The function accepts three parameters. The first two are of type `int` and the last one is of type `float64`.
When a parameter is of a different type than the next one, it is mandatory to declare its type.

Function with multiple return values
Unlike other languages like Java, it is possible to return multiple values from a function. To do so, we need to define the return type of all return values as a tuple.

``````func sumAndDiff(a, b int) (int, int) {
return a + b, a - b
}
func main() {
sum, difference := sumAndDiff(10, 5)
fmt.Println(sum, difference)
}
``````

Two return values are declared. Both of them are of type `int`. Notice the return statement - it returns two values.
Notice how the function call is written as `sumAndDiff(10, 5)` and two return values are assigned to the variables `sum` and `difference`.

Function with named return values

``````func sumAndDiff(a, b int) (sum int, difference int) {
sum = a + b
difference = a - b
return
}
``````

The return values are declared with the names `sum` and `difference`. The return statement returns the values of the variables `sum` and `difference` but does not need to mention them.
This is useful when you are creating temporary variables to hold the return values till the end of the function.

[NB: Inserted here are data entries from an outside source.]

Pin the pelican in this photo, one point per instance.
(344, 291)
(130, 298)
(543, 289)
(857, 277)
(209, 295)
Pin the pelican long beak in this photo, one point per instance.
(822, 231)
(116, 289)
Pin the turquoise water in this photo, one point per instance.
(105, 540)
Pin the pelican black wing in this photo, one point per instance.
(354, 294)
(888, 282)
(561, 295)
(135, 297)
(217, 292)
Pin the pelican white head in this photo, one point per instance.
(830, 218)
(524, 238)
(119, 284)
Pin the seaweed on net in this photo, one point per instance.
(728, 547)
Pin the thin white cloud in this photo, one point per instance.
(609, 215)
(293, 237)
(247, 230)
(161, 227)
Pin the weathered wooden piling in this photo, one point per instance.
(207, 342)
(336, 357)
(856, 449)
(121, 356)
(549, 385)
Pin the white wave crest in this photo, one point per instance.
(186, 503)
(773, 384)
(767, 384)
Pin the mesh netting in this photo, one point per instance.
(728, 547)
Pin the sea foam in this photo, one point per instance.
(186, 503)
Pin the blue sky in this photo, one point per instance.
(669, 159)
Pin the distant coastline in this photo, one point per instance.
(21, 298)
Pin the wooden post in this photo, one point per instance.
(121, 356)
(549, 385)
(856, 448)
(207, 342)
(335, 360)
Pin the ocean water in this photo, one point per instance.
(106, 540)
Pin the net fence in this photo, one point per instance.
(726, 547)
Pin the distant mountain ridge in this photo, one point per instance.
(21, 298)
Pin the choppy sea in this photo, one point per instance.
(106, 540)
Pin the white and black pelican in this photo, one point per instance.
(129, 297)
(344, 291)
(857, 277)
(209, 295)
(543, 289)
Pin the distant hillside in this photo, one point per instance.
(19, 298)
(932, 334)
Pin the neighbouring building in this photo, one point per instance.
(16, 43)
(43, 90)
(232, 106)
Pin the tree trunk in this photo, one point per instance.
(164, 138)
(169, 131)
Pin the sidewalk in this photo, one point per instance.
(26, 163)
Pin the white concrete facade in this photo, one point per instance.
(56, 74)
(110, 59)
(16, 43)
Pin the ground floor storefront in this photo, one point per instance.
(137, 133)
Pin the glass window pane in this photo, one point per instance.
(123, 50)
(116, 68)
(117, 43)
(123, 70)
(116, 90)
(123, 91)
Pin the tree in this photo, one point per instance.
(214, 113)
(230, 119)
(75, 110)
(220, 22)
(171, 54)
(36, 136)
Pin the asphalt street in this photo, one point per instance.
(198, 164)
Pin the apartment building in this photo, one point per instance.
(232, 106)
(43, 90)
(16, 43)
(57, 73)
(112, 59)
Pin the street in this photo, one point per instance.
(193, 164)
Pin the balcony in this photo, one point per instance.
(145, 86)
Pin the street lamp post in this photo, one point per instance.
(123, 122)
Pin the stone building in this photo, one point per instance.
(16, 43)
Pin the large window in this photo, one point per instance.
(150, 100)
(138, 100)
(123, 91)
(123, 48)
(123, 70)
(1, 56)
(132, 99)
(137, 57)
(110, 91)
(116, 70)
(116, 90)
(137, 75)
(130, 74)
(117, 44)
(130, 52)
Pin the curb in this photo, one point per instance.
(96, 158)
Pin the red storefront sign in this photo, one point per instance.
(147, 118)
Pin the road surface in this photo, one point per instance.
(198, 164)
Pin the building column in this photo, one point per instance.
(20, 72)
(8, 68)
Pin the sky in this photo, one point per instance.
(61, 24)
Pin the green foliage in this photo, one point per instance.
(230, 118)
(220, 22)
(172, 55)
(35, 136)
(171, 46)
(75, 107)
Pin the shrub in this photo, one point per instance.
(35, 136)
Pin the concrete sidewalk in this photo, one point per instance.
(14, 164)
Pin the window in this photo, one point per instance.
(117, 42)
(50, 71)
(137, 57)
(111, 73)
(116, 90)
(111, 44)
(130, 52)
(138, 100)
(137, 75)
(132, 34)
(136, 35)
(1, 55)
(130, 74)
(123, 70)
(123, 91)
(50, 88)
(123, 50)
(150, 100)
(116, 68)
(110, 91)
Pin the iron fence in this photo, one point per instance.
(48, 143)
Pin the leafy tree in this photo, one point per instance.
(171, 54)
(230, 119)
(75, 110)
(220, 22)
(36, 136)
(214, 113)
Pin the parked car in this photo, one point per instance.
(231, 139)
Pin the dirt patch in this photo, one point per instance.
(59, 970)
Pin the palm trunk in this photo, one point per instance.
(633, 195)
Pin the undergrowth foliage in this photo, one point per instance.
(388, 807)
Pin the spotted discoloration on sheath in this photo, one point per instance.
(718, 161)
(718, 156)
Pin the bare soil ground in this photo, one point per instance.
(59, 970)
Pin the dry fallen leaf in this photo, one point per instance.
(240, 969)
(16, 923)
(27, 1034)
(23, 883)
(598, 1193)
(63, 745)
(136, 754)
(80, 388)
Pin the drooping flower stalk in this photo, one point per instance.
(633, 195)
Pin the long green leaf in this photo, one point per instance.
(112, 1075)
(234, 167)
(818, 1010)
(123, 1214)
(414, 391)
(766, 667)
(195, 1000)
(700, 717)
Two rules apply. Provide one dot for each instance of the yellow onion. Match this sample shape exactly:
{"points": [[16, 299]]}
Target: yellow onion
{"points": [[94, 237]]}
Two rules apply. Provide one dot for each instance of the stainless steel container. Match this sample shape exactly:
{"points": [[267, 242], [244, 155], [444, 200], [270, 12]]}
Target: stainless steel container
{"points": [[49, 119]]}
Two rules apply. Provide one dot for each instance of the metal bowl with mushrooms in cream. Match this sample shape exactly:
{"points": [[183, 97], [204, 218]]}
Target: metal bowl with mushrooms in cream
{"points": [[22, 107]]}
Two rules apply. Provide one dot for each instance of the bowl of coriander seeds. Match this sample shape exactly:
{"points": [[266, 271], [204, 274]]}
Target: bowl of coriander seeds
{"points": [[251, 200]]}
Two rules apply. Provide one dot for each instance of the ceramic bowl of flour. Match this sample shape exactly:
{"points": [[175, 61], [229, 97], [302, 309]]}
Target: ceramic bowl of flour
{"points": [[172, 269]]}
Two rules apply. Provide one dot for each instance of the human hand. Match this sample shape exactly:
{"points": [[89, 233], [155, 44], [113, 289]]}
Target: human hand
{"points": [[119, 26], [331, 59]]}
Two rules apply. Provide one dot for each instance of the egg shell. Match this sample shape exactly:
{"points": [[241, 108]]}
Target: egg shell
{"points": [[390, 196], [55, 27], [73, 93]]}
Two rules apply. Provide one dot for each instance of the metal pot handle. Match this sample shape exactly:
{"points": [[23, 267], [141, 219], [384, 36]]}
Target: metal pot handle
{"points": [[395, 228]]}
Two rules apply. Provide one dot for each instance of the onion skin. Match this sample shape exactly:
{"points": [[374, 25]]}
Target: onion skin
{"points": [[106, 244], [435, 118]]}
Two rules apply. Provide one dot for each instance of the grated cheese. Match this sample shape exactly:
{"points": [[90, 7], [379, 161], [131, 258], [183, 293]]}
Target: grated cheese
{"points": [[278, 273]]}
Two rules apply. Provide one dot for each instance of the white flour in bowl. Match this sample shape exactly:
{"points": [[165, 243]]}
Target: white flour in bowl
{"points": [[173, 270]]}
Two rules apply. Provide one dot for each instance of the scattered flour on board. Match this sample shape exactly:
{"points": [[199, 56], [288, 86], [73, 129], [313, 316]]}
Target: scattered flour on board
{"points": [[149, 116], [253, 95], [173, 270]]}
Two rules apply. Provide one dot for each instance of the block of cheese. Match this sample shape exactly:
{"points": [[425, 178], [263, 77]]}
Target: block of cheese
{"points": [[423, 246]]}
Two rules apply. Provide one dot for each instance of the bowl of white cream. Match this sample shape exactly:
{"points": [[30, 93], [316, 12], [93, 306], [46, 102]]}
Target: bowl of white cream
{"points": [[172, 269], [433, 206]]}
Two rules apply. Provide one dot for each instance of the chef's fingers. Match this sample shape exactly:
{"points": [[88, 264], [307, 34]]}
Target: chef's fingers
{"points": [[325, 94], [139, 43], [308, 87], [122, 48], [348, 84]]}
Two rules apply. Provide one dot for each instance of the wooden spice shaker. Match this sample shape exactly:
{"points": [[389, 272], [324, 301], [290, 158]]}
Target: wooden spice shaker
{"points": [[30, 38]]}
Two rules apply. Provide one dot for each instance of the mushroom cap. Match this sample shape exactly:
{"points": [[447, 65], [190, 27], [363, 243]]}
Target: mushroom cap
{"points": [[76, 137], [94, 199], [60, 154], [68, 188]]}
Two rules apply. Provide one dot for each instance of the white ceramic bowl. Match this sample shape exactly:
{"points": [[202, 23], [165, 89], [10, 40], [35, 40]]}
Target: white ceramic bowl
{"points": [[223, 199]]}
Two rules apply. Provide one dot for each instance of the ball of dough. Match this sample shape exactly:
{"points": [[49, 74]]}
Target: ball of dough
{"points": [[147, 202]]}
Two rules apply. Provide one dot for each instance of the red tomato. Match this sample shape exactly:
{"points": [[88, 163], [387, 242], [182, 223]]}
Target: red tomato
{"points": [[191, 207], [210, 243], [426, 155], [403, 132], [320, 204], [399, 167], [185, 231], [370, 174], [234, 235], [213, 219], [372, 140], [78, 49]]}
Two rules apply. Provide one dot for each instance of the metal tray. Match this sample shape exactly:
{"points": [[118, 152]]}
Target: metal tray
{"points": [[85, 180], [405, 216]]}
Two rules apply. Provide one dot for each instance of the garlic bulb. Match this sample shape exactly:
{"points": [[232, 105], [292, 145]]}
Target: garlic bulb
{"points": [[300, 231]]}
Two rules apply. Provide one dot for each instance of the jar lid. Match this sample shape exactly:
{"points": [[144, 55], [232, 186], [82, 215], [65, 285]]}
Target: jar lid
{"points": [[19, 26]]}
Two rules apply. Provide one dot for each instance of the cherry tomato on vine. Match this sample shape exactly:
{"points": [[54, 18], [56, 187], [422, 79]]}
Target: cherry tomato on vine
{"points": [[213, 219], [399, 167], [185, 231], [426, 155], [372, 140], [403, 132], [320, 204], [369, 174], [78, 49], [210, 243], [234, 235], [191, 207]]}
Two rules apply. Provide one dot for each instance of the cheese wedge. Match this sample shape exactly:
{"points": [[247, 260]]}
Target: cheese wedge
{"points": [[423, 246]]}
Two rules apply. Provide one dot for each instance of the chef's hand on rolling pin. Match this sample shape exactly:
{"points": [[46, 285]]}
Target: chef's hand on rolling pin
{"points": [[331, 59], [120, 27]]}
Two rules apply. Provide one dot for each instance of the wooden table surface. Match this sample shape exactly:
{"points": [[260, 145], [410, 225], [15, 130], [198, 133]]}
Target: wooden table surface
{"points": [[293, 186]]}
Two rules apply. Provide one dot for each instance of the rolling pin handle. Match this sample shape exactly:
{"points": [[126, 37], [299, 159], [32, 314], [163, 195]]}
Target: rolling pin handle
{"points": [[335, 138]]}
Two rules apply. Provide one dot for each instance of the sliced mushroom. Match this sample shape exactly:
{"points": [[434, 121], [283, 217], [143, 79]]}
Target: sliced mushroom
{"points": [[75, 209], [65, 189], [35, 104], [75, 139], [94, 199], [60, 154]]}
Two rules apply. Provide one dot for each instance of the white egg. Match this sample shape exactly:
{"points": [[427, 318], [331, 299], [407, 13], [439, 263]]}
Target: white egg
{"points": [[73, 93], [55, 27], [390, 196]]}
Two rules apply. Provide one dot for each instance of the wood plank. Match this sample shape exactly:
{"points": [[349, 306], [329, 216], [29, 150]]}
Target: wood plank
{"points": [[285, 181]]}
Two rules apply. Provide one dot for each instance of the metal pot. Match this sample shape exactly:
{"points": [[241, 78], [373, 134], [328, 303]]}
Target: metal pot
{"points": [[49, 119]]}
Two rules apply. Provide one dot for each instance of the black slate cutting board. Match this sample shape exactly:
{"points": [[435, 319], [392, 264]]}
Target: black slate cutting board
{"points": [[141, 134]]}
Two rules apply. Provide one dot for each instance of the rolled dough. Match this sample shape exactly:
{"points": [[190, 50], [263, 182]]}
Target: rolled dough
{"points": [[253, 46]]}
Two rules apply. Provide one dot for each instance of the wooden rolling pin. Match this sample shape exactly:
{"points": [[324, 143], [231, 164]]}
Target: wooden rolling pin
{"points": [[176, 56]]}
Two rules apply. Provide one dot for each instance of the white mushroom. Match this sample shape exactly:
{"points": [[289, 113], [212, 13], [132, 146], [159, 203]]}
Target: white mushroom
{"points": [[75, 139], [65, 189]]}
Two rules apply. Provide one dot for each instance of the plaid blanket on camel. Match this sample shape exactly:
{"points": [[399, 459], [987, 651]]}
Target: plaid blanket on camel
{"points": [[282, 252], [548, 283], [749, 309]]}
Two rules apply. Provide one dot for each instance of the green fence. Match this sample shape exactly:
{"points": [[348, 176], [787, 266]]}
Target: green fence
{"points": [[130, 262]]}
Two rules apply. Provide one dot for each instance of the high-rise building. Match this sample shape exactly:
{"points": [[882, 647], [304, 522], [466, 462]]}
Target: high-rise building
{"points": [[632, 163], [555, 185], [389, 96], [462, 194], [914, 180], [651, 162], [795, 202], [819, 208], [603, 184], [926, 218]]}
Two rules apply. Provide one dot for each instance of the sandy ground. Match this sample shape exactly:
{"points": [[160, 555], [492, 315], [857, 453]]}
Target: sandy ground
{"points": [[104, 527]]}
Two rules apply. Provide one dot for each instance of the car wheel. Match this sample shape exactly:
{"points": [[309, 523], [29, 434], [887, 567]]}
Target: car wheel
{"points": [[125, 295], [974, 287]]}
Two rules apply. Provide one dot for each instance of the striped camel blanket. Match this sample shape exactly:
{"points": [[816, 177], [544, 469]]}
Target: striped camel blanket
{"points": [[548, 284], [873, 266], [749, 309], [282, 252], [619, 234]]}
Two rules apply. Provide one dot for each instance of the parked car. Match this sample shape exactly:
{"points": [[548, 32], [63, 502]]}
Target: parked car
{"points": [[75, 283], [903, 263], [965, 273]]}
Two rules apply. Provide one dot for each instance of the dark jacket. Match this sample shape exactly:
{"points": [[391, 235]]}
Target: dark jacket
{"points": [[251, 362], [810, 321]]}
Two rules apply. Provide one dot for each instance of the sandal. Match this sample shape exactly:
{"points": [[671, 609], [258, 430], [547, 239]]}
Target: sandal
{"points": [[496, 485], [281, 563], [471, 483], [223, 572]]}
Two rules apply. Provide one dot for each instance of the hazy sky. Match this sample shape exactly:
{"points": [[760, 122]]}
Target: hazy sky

Function with a variable number of parameters

``````func add(nums ...int) int {
sum := 0
//loop over nums and add them to sum
for _, num := range nums {
sum += num
}
return sum
}

func main() {
}

``````

The function accepts a variable number of parameters. The parameters are of type `int`.
The `...` operator is used to indicate that the function accepts a variable number of parameters.

Notice how in the function call, we have sent 5 values.

Note: The `_` in the for loop is a placeholder for the index of the number returned. We will talk more about `for` loop variations later.